I don’t really know what google has said, I wasn’t really referring to them, but AR is plenty used in industry already.
There’s just some way to go left for consumer use, but we are getting there. 5G networks are also supposed to help our with the possibility, due to their increased capabilities.
Consumer grade AR is being worked on, and it is expected to become a big thing eventually.
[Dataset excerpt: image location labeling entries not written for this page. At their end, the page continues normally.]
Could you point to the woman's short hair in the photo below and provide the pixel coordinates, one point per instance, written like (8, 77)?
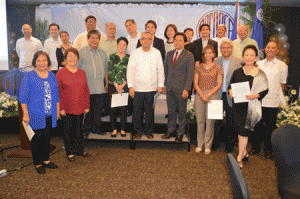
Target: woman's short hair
(64, 32)
(253, 48)
(152, 22)
(122, 39)
(207, 47)
(37, 54)
(73, 50)
(168, 26)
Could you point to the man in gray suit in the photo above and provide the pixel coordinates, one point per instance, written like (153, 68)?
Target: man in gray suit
(229, 64)
(179, 73)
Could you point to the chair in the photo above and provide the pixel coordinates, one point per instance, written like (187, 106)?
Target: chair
(239, 187)
(286, 148)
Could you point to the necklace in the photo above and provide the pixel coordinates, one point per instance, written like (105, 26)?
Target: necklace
(45, 75)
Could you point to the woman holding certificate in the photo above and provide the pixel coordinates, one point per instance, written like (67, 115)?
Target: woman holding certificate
(247, 114)
(207, 81)
(39, 100)
(117, 67)
(75, 102)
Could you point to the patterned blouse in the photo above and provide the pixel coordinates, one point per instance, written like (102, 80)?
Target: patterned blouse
(117, 68)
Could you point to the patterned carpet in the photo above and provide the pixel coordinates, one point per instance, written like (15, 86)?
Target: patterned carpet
(153, 170)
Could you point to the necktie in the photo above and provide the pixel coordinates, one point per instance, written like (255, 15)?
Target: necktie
(174, 61)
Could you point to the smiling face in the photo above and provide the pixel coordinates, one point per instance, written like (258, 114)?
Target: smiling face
(64, 38)
(189, 34)
(54, 31)
(71, 59)
(151, 28)
(249, 57)
(122, 46)
(26, 30)
(110, 30)
(41, 63)
(226, 50)
(90, 24)
(271, 50)
(170, 32)
(205, 32)
(208, 55)
(130, 27)
(221, 31)
(94, 41)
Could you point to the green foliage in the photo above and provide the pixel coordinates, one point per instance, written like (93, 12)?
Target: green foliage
(41, 30)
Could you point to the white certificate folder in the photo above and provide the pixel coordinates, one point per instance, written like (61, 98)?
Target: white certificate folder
(215, 110)
(119, 100)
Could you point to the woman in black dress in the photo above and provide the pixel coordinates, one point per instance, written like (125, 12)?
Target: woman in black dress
(247, 114)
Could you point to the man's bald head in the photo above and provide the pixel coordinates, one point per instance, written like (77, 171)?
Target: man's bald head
(243, 32)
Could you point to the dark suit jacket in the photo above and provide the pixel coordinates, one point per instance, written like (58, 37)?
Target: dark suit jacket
(234, 64)
(179, 77)
(193, 49)
(159, 45)
(198, 44)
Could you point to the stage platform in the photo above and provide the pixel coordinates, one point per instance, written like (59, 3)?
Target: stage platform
(160, 128)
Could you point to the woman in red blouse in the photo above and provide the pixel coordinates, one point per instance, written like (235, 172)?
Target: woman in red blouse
(75, 102)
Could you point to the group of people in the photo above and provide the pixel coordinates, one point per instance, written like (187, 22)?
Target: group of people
(97, 66)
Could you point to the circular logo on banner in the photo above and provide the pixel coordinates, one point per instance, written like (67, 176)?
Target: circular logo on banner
(259, 15)
(214, 18)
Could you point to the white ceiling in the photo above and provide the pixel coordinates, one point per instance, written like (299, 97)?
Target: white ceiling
(290, 3)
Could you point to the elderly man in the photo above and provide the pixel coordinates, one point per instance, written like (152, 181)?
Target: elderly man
(157, 43)
(93, 61)
(205, 40)
(81, 40)
(221, 32)
(243, 40)
(277, 72)
(133, 36)
(27, 46)
(179, 72)
(109, 44)
(51, 44)
(229, 64)
(145, 77)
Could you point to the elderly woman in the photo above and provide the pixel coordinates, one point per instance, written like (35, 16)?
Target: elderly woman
(60, 50)
(207, 81)
(39, 100)
(74, 103)
(169, 34)
(247, 114)
(117, 67)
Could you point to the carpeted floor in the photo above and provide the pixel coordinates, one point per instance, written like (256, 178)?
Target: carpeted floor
(153, 170)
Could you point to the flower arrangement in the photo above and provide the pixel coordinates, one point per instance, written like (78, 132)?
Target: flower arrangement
(289, 114)
(8, 106)
(190, 111)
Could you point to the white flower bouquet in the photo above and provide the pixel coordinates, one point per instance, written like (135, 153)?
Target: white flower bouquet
(8, 106)
(190, 111)
(289, 114)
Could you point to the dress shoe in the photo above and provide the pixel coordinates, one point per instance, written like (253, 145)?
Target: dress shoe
(71, 158)
(40, 170)
(50, 165)
(149, 135)
(253, 152)
(178, 138)
(167, 136)
(137, 136)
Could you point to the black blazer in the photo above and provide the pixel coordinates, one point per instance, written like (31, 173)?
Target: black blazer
(198, 44)
(159, 45)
I was referencing Google Glass, which was Google’s attempt to make a consumer grade AR, a decade ago. They also said that they would have Glass commercially rolled out within the decade. It failed, not for any technical reason, but because it looks stupid and it makes everyone around the person using AR feel awkward. It was universally ridiculed online, has no use case and it has no consumer market. As you said, it only has uses in industrial applications, because factory workers don’t have to care about fashion or aesthetics in general in their work place. But people are already uncomfortable with everyone having a camera and microphone in their pockets at all times. Now imagine that every single second of your day was potentially recorded, sent back to Google, analyzed, used to train an AI, minified to tailor ads to manipulate your behavior, which would be easy because you have a screen glued to your eye 24/7 already; and also potentially having it all shared with authorities without your consent, along with the faces and data of every single acquaintance and stranger you interacted with without their consent…yeah, that doesn’t sound like another step in the privacy dystopia we live in already.
But Apple is making the Vision Pro now, I’m sure a couple million of gullible consumers will shell out money for that. And maybe the AR era will finally come to us.
Those are all technical reasons though. Aesthetics are limited by the technology. And the glasses calling home more than it should is also a technical and regulatory reason.
It can absolutely be done while sidestepping all the concerns. Or better yet, have glasses running FOSS software.
But sure, those concerns are reasonable, but they are not fundamental to the technology itself, but to our societal reality. That stuff won’t get fixed by avoiding technology, only by societal change. And you can be sure that all kinds of stuff will be pushed into people if that societal change doesn’t happen, no matter whether it’s AR or not. (Just look at the recent trend of enshittification of everything).